Rolling restart of nodes for a Kubernetes multi-cluster deployment

deployment
(Rolland M.) #1

What’s the best way to do rolling restart of nodes in a multi-cluster deployment with Kubernetes?

I do have automation in place to install and run a multi-cluster deployment in multiple AWS regions, but when I updated the statefulset running in the primary region first and then on second AWS region, nodes in first region were not able to join back the cluster. Any idea or pointer on what could have caused that problem?

Thanks,
Rolland.

(Ron Arévalo) #2

Hey @rmewanou,

Did you receive any errors? Were you able to access the Admin UI from the first region nodes? If so were all nodes listed on the overview page?

Also this doc might be helpful.

Thanks,

Ron

(Rolland M.) #3

Thanks for the reply Ron, I was able to reach the admin UI in the second region as second region nodes came back together but that was all. Most Admin UI pages were not working but overview page showed all the nodes from the primary region as dead.

I was not able to see logs and since this was in test environment and we needed to resume testing quick, I actually deleted the cluster and restarted from scratch. I am going to re-test the upgrade process following the link you provided but I don’t see anything different from what I did in the following steps, apart from not setting the cluster.preserve_downgrade_option as suggested in that page:
1- Update statefulset in first region, wait for changes to get applied and pods to come back online
2- Move to second region and repeat the same steps.

Is there any other documentation on additional steps required? Is the cluster setting change required if I am only adding more metadata to the Kubernetes pods?
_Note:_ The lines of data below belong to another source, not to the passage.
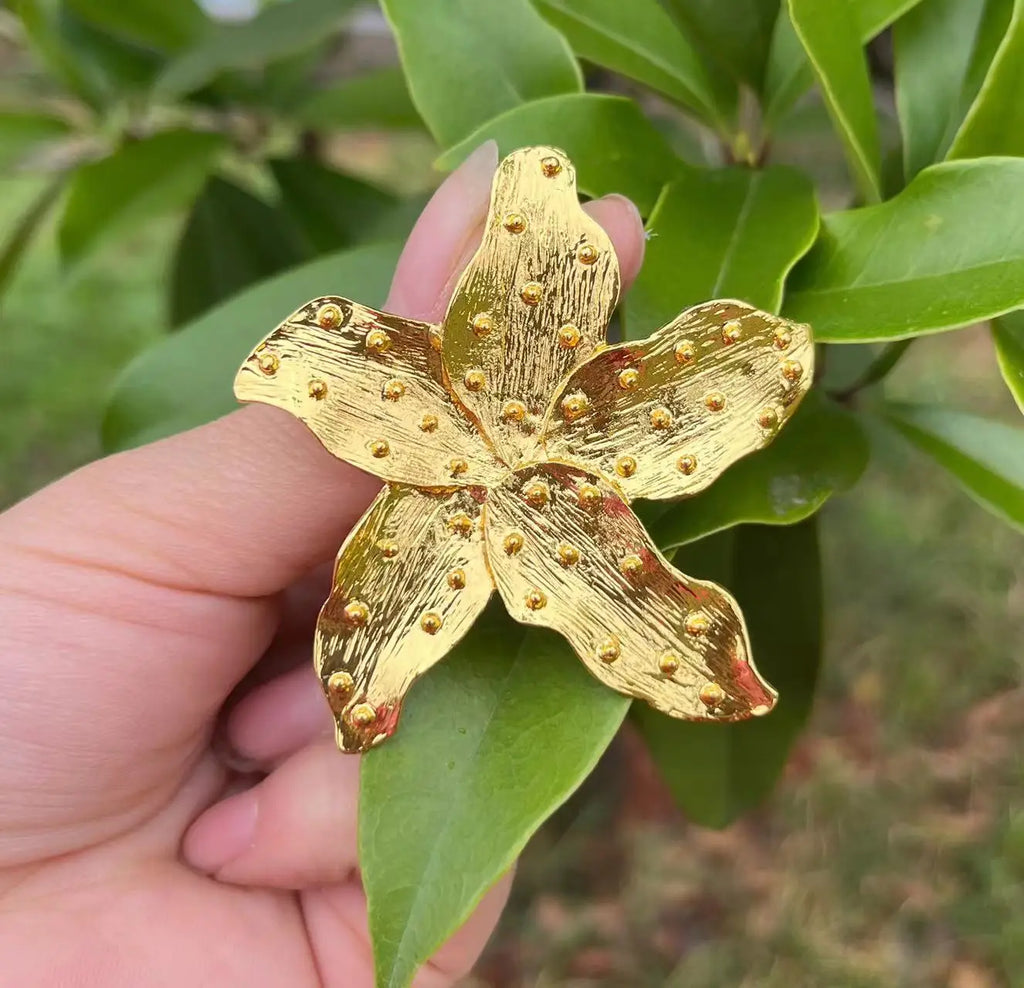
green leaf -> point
(934, 46)
(186, 379)
(721, 233)
(333, 210)
(137, 182)
(467, 61)
(589, 127)
(1009, 335)
(945, 252)
(716, 772)
(821, 452)
(279, 30)
(231, 240)
(985, 457)
(639, 40)
(830, 35)
(377, 100)
(994, 124)
(493, 740)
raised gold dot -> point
(394, 389)
(531, 293)
(568, 336)
(482, 324)
(686, 464)
(514, 222)
(712, 694)
(512, 544)
(536, 599)
(629, 379)
(329, 316)
(378, 341)
(355, 612)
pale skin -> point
(148, 834)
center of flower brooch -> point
(512, 438)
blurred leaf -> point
(994, 124)
(376, 100)
(821, 452)
(1009, 335)
(467, 61)
(639, 40)
(933, 49)
(186, 379)
(736, 33)
(614, 147)
(985, 457)
(140, 180)
(945, 252)
(493, 740)
(333, 210)
(717, 772)
(830, 35)
(721, 233)
(164, 25)
(231, 240)
(279, 30)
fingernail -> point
(222, 833)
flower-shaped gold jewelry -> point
(512, 438)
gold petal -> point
(409, 583)
(714, 385)
(588, 569)
(534, 302)
(369, 386)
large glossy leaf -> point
(231, 240)
(279, 30)
(718, 772)
(722, 233)
(994, 124)
(639, 40)
(138, 181)
(945, 252)
(985, 457)
(830, 36)
(186, 379)
(933, 44)
(821, 452)
(493, 740)
(1009, 335)
(467, 61)
(589, 127)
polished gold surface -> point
(512, 438)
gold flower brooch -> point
(511, 439)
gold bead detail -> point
(531, 293)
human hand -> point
(135, 596)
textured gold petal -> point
(534, 302)
(583, 565)
(370, 387)
(664, 417)
(409, 583)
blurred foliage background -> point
(157, 163)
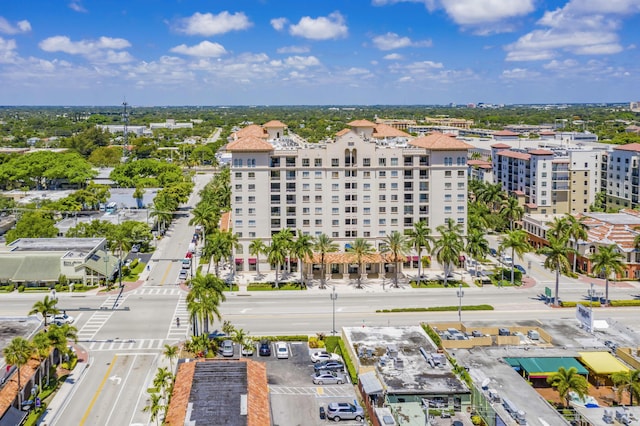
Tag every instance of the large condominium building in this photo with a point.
(370, 181)
(620, 174)
(553, 181)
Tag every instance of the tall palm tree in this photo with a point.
(511, 210)
(477, 246)
(171, 353)
(607, 260)
(449, 246)
(203, 300)
(420, 238)
(565, 381)
(556, 260)
(276, 253)
(398, 245)
(18, 353)
(256, 248)
(324, 245)
(45, 307)
(303, 249)
(576, 230)
(517, 242)
(361, 248)
(154, 407)
(627, 381)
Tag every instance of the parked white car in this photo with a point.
(324, 356)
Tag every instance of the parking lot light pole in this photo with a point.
(460, 296)
(333, 297)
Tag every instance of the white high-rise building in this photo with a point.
(370, 181)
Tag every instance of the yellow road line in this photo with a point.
(164, 277)
(95, 396)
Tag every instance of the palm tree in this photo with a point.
(45, 307)
(477, 246)
(565, 381)
(556, 260)
(517, 242)
(576, 230)
(420, 238)
(511, 210)
(361, 248)
(449, 246)
(154, 407)
(207, 292)
(608, 261)
(18, 353)
(171, 352)
(276, 253)
(324, 245)
(256, 248)
(396, 244)
(303, 249)
(627, 381)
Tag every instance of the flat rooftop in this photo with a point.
(401, 366)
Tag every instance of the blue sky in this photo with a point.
(318, 52)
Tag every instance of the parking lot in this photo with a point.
(295, 400)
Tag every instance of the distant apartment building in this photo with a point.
(369, 181)
(552, 180)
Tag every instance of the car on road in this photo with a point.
(226, 349)
(337, 411)
(329, 366)
(60, 319)
(282, 350)
(328, 378)
(265, 348)
(521, 269)
(324, 356)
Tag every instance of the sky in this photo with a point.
(318, 52)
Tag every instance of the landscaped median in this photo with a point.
(439, 309)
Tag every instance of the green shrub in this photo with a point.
(635, 302)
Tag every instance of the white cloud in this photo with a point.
(76, 5)
(205, 49)
(82, 47)
(293, 49)
(393, 57)
(391, 41)
(519, 73)
(322, 28)
(474, 12)
(7, 27)
(209, 24)
(278, 24)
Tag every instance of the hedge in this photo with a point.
(439, 309)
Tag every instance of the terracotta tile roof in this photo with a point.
(440, 142)
(386, 131)
(361, 123)
(514, 154)
(225, 221)
(540, 152)
(180, 396)
(505, 133)
(249, 144)
(274, 123)
(257, 395)
(251, 130)
(628, 147)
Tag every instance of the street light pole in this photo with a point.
(460, 296)
(333, 297)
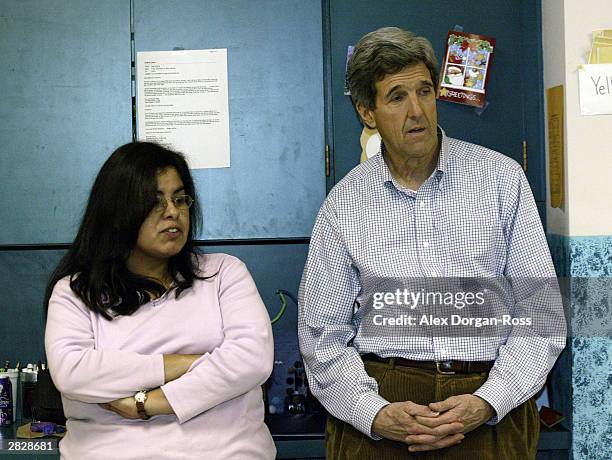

I will retry the same steps and update this question if I get more details.

Again, thanks for your help and support.
Rolland.

(Rolland M.) #4

For those interested in this topic, I did apply patches with successful restarts this time without problems. Main difference is that I waited longer between patch/restarts on each cluster and there were no ongoing transactions. I’ll post an update if I get any other issue.